ネットの仕事はどこでも仕事ができるとよく言います。建設業界はそんなふうにはいきません。地元に若い人が地元で生計を立てられるし、災害や何かが起きた時に、若い人がその地域を守ってくれます。個人主義の生活形態を優先すればそれでいいかもしれませんが、そんな社会を私は安心で安全な社会とは思いません。ましては、地方自治体は、若い人が減少していくわけですから。そんな社会から方向転換するためにも、建設業界の賃金アップは、日本の産業構造改革としても必要不可欠なのだと思います。

ライフワークバランスが巷間よく言われるようになりましたが、建設業界にとっては、かえって難題が降りかかっています。時給や日給で仕事をしている業界にとっては、かえって、時短などしたら、収入が減ってしまうことにもなるからです。週休二日制にしても、給料が下がらない賃金体系、給与基準の見直し整備が必要です。

建設業界は、公共インフラや防災の観点から、我々が日々行っている営みは、自負すべき業務です。しかし、この必要性をしっかりと国民や市民に伝えるべき政治家が、いなくなってしまいました。

例えば、「建設業界のために、労働者賃金を上げよう!」なんて政策を声高に訴える政治家は、あまりいなくなりました。特に、「しがらみのない。クリーンな政治家」を標榜する若手政治家にこの傾向は多くいると感じます。この勉強不足の議員が多すぎるので、健全な問題解決が遅れている現実があります。

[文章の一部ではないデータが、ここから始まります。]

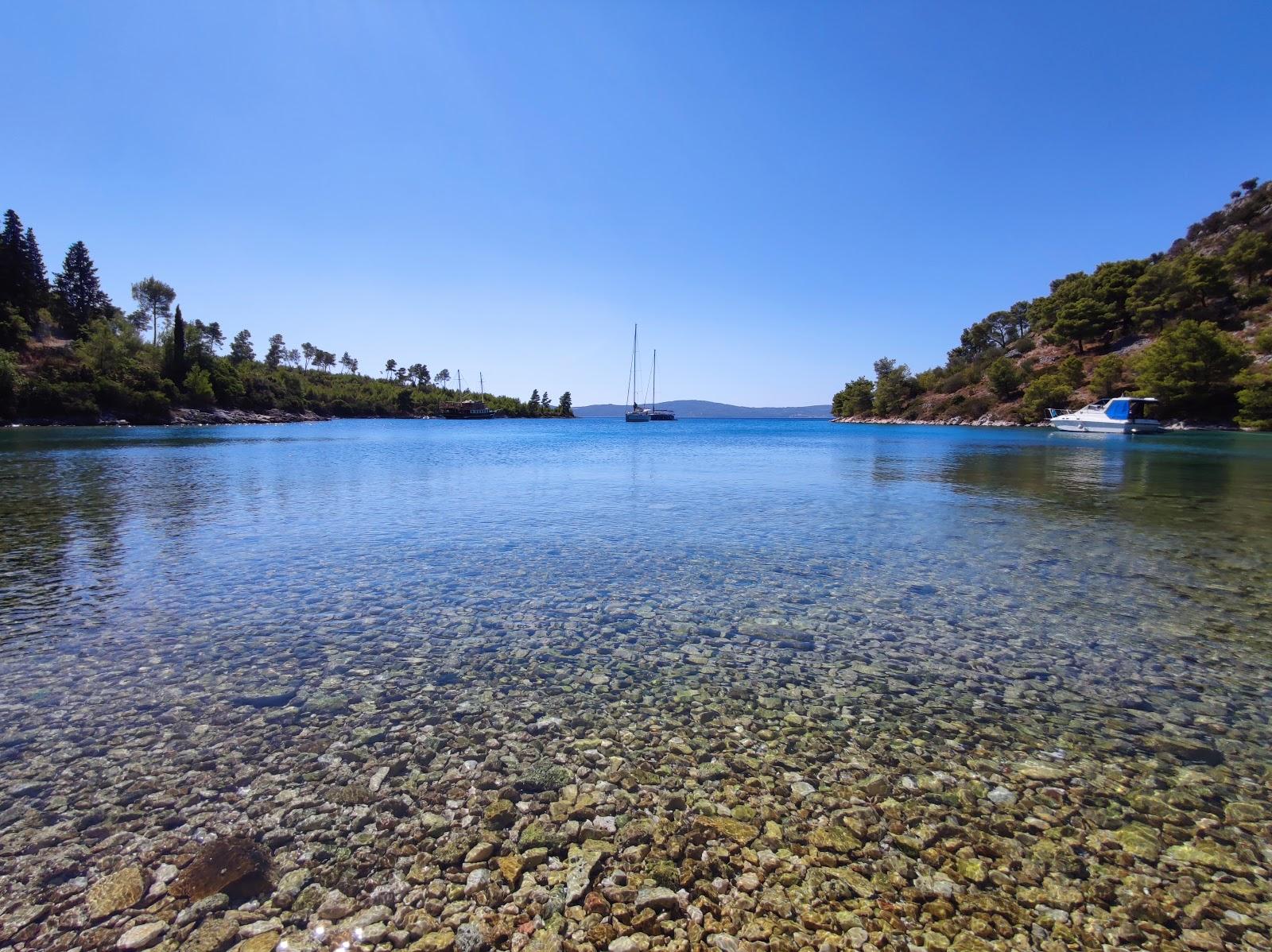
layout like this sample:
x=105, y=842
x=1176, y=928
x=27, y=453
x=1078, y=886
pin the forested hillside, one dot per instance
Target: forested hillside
x=1191, y=326
x=68, y=354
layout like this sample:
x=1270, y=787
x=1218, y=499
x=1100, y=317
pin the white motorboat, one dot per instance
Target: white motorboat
x=1119, y=415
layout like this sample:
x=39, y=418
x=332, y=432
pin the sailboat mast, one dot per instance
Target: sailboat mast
x=655, y=381
x=635, y=328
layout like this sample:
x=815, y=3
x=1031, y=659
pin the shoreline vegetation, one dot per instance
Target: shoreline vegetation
x=70, y=356
x=1191, y=326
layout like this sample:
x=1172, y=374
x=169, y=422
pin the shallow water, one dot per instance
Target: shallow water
x=1028, y=665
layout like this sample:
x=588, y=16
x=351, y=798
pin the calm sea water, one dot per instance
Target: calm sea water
x=1038, y=595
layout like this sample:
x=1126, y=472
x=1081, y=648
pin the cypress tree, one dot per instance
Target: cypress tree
x=178, y=346
x=13, y=261
x=80, y=298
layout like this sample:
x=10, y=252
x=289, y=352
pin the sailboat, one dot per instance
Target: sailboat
x=470, y=408
x=654, y=412
x=636, y=415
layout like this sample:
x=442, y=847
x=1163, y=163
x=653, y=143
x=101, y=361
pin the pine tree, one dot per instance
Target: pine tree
x=80, y=298
x=13, y=261
x=154, y=298
x=277, y=354
x=36, y=273
x=241, y=347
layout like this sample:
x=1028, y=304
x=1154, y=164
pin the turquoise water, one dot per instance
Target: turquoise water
x=724, y=609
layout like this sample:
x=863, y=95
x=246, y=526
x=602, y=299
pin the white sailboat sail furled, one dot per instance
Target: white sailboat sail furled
x=638, y=413
x=654, y=412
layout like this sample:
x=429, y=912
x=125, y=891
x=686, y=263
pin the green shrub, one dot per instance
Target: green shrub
x=199, y=387
x=1043, y=392
x=1255, y=398
x=1070, y=370
x=1107, y=375
x=1191, y=368
x=8, y=384
x=1005, y=377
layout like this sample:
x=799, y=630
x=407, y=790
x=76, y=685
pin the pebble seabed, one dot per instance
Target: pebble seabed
x=619, y=776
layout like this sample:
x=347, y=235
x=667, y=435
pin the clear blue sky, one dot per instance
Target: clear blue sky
x=778, y=192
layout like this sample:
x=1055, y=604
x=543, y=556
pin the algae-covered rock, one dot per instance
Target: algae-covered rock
x=542, y=777
x=837, y=839
x=727, y=828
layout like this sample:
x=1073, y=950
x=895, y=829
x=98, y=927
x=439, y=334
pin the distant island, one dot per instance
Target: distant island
x=706, y=409
x=1191, y=326
x=69, y=355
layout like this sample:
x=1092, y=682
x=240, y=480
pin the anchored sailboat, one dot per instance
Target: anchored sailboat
x=636, y=415
x=470, y=408
x=654, y=412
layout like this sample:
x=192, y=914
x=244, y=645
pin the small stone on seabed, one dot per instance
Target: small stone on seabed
x=142, y=936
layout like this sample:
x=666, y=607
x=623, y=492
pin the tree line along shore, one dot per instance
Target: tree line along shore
x=69, y=355
x=1191, y=326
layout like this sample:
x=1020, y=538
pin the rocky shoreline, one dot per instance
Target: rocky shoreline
x=181, y=416
x=188, y=416
x=626, y=780
x=1173, y=425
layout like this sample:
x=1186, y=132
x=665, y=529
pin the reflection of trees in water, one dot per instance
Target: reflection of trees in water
x=63, y=519
x=1185, y=532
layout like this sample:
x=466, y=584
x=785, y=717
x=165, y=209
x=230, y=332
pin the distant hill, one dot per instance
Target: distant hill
x=706, y=409
x=1191, y=326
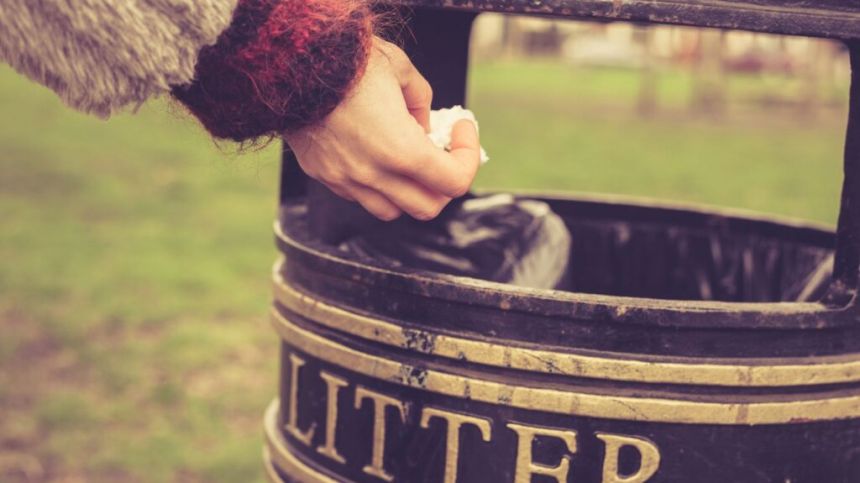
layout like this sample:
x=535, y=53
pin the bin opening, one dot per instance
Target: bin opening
x=608, y=248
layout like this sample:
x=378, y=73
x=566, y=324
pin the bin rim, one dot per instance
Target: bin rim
x=611, y=308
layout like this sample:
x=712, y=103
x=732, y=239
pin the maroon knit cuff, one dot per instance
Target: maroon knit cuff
x=281, y=65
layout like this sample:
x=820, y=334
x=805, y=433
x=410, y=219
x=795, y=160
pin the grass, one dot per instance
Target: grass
x=135, y=253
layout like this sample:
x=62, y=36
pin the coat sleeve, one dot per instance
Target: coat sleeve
x=281, y=66
x=100, y=56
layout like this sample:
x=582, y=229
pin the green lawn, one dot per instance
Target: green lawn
x=135, y=253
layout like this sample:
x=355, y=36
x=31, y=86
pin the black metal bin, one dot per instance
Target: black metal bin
x=402, y=375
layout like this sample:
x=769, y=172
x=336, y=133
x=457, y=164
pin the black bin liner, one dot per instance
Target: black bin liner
x=496, y=238
x=606, y=248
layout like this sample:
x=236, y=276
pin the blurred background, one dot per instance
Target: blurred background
x=135, y=253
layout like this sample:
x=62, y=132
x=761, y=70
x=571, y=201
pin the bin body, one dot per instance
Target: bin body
x=425, y=377
x=696, y=345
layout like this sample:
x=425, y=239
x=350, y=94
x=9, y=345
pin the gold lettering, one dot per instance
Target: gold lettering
x=305, y=437
x=455, y=420
x=526, y=465
x=648, y=451
x=380, y=403
x=333, y=385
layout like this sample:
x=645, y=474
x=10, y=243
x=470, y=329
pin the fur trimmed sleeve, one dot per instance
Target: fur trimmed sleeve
x=103, y=55
x=281, y=66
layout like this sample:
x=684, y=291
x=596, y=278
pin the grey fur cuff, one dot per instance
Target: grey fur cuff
x=103, y=55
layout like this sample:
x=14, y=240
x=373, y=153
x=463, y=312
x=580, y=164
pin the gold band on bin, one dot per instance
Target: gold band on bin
x=676, y=370
x=842, y=405
x=276, y=454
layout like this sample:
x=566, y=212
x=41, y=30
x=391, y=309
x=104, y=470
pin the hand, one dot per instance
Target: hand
x=373, y=148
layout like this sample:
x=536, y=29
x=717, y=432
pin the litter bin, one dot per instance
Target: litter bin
x=695, y=345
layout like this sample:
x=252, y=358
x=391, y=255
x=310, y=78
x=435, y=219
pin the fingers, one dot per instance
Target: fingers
x=412, y=198
x=418, y=96
x=448, y=173
x=417, y=92
x=375, y=203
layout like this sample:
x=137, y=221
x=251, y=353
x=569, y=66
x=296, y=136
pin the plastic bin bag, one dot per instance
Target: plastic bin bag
x=497, y=238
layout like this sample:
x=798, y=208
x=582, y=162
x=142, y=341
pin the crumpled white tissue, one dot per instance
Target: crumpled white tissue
x=442, y=125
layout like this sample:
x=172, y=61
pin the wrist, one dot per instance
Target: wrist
x=282, y=65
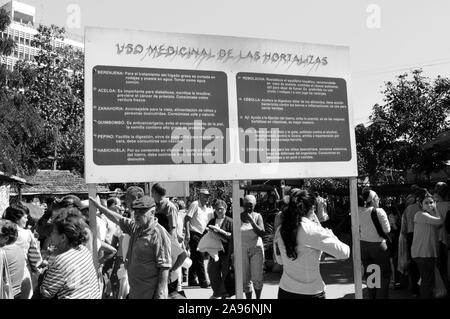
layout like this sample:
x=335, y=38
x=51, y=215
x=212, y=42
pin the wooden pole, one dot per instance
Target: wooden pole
x=356, y=252
x=237, y=242
x=92, y=189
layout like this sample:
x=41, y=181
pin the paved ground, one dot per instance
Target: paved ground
x=337, y=275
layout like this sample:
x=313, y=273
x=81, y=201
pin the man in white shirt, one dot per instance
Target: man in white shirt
x=197, y=217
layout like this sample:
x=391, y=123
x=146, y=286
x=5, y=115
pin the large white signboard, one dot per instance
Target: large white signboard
x=178, y=107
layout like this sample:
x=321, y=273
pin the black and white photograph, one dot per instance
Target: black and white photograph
x=246, y=151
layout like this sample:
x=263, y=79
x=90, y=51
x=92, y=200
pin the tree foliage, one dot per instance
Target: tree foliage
x=415, y=111
x=54, y=87
x=20, y=124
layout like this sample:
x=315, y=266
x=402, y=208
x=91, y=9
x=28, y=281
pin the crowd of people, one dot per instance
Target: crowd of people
x=409, y=242
x=145, y=246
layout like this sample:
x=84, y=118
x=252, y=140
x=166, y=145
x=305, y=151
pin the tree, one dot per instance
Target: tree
x=20, y=125
x=7, y=45
x=54, y=87
x=415, y=111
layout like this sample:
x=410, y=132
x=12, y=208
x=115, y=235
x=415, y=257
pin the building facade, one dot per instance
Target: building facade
x=22, y=29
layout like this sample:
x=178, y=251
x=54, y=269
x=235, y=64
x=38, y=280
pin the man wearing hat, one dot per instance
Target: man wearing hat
x=197, y=217
x=149, y=254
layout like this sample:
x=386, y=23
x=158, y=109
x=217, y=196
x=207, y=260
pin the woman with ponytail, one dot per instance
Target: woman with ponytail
x=72, y=274
x=374, y=250
x=298, y=245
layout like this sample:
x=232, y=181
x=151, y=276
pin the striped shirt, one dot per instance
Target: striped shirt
x=72, y=275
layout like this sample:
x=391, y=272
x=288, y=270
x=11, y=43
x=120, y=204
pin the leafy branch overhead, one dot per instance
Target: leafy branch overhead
x=53, y=87
x=415, y=111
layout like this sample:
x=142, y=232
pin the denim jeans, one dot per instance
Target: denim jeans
x=217, y=271
x=426, y=270
x=253, y=266
x=377, y=253
x=198, y=267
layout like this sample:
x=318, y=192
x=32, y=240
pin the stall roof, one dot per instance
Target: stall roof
x=60, y=182
x=11, y=179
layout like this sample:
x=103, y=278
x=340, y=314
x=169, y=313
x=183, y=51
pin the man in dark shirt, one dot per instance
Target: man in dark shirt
x=166, y=211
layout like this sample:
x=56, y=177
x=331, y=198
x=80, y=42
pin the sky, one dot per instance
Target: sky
x=386, y=38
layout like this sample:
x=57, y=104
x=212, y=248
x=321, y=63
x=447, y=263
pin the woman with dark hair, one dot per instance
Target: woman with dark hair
x=18, y=214
x=252, y=231
x=11, y=256
x=424, y=248
x=374, y=249
x=298, y=245
x=217, y=270
x=442, y=198
x=72, y=274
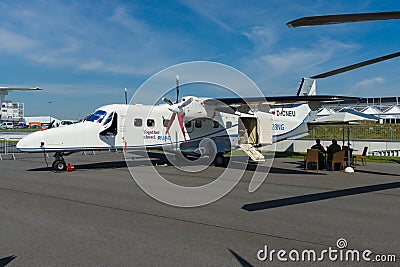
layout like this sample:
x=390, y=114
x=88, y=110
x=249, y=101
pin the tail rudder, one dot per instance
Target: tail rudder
x=307, y=86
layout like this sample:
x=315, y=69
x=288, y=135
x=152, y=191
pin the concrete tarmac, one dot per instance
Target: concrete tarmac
x=98, y=215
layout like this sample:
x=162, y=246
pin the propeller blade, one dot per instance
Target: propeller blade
x=355, y=66
x=171, y=120
x=185, y=103
x=166, y=100
x=51, y=124
x=180, y=119
x=342, y=18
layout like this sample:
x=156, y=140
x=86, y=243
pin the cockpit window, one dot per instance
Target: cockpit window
x=98, y=116
x=109, y=118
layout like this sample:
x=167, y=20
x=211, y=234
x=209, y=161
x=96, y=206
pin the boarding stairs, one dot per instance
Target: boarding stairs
x=253, y=153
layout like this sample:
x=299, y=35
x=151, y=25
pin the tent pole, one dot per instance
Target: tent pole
x=348, y=144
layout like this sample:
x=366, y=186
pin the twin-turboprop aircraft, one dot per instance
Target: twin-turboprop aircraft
x=198, y=126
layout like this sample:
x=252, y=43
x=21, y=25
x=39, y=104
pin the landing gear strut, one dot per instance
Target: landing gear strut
x=59, y=162
x=219, y=160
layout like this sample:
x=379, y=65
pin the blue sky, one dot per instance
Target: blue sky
x=84, y=53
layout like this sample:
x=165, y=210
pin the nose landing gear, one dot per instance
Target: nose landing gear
x=59, y=162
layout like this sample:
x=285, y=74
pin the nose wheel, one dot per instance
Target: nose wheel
x=59, y=165
x=59, y=162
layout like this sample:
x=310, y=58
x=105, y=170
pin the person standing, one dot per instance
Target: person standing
x=321, y=152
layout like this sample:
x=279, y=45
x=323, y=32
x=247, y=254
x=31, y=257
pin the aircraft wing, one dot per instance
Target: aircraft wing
x=230, y=105
x=18, y=89
x=342, y=18
x=276, y=100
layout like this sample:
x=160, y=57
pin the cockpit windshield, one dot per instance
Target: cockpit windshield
x=98, y=116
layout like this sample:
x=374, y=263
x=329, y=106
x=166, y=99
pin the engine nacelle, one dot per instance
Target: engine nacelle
x=197, y=109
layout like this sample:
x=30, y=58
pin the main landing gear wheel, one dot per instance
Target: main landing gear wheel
x=59, y=165
x=219, y=160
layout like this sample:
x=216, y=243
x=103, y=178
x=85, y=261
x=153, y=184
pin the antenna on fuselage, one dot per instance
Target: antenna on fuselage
x=177, y=89
x=126, y=96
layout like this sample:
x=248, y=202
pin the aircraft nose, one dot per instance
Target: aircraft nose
x=30, y=142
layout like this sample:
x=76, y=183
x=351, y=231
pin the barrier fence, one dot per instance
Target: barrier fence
x=357, y=132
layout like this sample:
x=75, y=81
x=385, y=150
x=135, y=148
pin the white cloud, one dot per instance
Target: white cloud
x=368, y=84
x=261, y=36
x=15, y=43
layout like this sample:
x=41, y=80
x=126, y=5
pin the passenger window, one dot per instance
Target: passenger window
x=151, y=123
x=165, y=123
x=198, y=124
x=137, y=122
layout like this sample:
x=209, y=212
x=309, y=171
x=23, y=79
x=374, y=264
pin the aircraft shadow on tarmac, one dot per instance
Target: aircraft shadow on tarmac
x=161, y=159
x=6, y=260
x=318, y=196
x=241, y=260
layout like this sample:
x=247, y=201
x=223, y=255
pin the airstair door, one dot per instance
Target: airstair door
x=264, y=128
x=252, y=152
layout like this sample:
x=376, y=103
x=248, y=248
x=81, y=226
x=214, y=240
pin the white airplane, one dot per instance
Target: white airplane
x=229, y=123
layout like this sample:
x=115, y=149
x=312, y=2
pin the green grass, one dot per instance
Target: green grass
x=19, y=130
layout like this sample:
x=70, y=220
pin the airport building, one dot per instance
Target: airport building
x=12, y=111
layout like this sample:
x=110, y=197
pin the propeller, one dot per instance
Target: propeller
x=342, y=18
x=356, y=66
x=177, y=110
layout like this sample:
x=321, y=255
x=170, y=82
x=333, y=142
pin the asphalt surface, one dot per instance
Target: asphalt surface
x=98, y=216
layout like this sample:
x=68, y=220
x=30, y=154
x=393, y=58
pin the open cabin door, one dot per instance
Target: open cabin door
x=264, y=129
x=110, y=129
x=249, y=136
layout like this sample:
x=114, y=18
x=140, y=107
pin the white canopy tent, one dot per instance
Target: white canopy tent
x=346, y=117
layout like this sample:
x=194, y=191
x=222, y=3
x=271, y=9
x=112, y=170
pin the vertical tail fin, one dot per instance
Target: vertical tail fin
x=307, y=86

公契約やそれにより行政執行が行われますが、全国的に入札の不調や工事工期の平準化など、国や県、地方自治体の市町村で、漫然な継続している課題を解決するために、何が必要なのか?問題の本質は何なのか?知らなさすぎる議員が多すぎるとつくづく感じます。

つくば市議会でも、ランダム方式の入札の導入が議会で可決されました。しかしこれが、入札の本質を大きく犯していることをしっかりと議論したとは、言い切れないと思います。ランダム方式により、入札の健全性やオープン化や、よくわからない平等性を訴えるわけです。

私は、業者の努力を反映しないランダム方式の入札は反対です。業者が積算努力をして、応札額を決定する。その価格が落札金額にならない制度だからです。

昨日の総会でも、交通安全施設業の業界の課題解決に一致団結していこうと今年の活動方針も確認されました。

私も市議会議員として、どんな行動をしていくべきか?改めて確認することができてよかったと思いました。